'Ten House' Lost 5 Firefighters On 9-11

POSTED: 7:39 p.m. EST November 5, 2003

NEW YORK -- The firefighters who were first to respond to the World Trade Center attack on Sept. 11 reopened their firehouse on Wednesday, although some had mixed feelings about returning.

"It would have been nice to have been on the west side," said firefighter Anthony Konczynski, glancing across the street at where the twin towers stood, "so we wouldn't have to look at it."

Engine 10-Ladder 10, located at 124 Liberty St., across the street from the trade center site, reopened after a $3.5 million renovation that put better air conditioning, better plumbing and a bigger kitchen in the 136-year-old fire station.

But more than half the 40 firefighters at the station, known as "Ten House," are no longer assigned there. Many transferred or were promoted, said firefighter John Morabito. Five were killed at the trade center.

Morabito said he's glad to return.

"I think it's important for people to see what happened over here," he said. "This is my home. No terrorist is going to chase me away from where I live."

The names of the five company firefighters killed at the site -- Lt. Gregg Atlas, Lt. Stephen Harrell, Firefighter Jeffrey Olsen, Firefighter Paul Parsini and Firefighter Sean Tallon -- were painted on a fire engine. And a sixth was added, for James Corrigan, a retired Engine 10 captain who was working as a fire safety director in the trade center on Sept. 11, 2001, and was killed.

The station still retains a logo from 1984, when the two companies began sharing space at Liberty Street; a firefighter stands with a foot on top of each tower, above the slogan, "First Due at the Big One."

Fire Commissioner Nicholas Scoppetta said the decision to keep the logo is "a sign of defiance."

"You don't give in to terrorist activity," he said.

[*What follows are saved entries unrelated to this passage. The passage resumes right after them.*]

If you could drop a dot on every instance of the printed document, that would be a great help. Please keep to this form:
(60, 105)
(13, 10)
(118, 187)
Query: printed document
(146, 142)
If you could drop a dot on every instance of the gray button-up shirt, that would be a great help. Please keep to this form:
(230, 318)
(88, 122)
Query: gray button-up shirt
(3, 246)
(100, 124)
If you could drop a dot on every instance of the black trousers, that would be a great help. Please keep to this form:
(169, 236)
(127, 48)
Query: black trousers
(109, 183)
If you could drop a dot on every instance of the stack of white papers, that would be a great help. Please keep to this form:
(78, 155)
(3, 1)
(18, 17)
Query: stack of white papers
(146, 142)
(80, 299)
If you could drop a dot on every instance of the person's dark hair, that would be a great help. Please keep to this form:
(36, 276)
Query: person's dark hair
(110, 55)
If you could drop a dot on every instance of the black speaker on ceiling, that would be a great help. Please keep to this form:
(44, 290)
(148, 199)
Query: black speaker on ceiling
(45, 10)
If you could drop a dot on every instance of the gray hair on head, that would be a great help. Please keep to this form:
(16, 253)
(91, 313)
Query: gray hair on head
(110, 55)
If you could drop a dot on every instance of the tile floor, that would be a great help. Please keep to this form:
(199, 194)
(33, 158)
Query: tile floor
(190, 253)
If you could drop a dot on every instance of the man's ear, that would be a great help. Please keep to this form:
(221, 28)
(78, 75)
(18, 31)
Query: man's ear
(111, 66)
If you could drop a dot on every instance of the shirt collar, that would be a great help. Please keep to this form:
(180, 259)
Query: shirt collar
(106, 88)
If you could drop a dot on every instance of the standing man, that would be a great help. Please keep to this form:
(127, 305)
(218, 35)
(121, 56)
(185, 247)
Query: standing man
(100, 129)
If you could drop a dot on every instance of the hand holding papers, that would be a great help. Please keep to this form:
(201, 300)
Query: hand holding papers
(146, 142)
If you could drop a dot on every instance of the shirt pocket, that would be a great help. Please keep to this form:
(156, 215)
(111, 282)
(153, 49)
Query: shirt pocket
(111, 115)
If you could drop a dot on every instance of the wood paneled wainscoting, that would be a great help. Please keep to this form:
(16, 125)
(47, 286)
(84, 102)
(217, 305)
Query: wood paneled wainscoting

Following the collapse of the twin towers, tons of debris fell on Ten House, blowing out windows and doors, flooding the building with 3 feet of debris and destroying the ventilation system.

The two lower Manhattan fire companies were sharing space with other firehouses on Duane Street and on South Street while their firehouse was being renovated. The companies are responsible for the trade center, City Hall, the Statue of Liberty and Wall Street firms.

"We've been here since every one of these skyscrapers came up," said Engine 10 Capt. Thomas Meara. "We're glad to once again be protecting life on Liberty Street."

Konczynski, a 23-year member of the fire company, said he remembers when the twin towers were built and said he's not looking forward to being reminded daily of the terrorist attack.

"I seen 'em go up. I seen 'em go down," he said of the towers.

The reopening also was difficult for Rosaleen Tallon, whose 27-year-old brother was among the five firefighters killed.

"It's so hard because our guy isn't coming back to us. To see it opening and not have him here," said Tallon, 32, of Yonkers, "that's why it's really hard."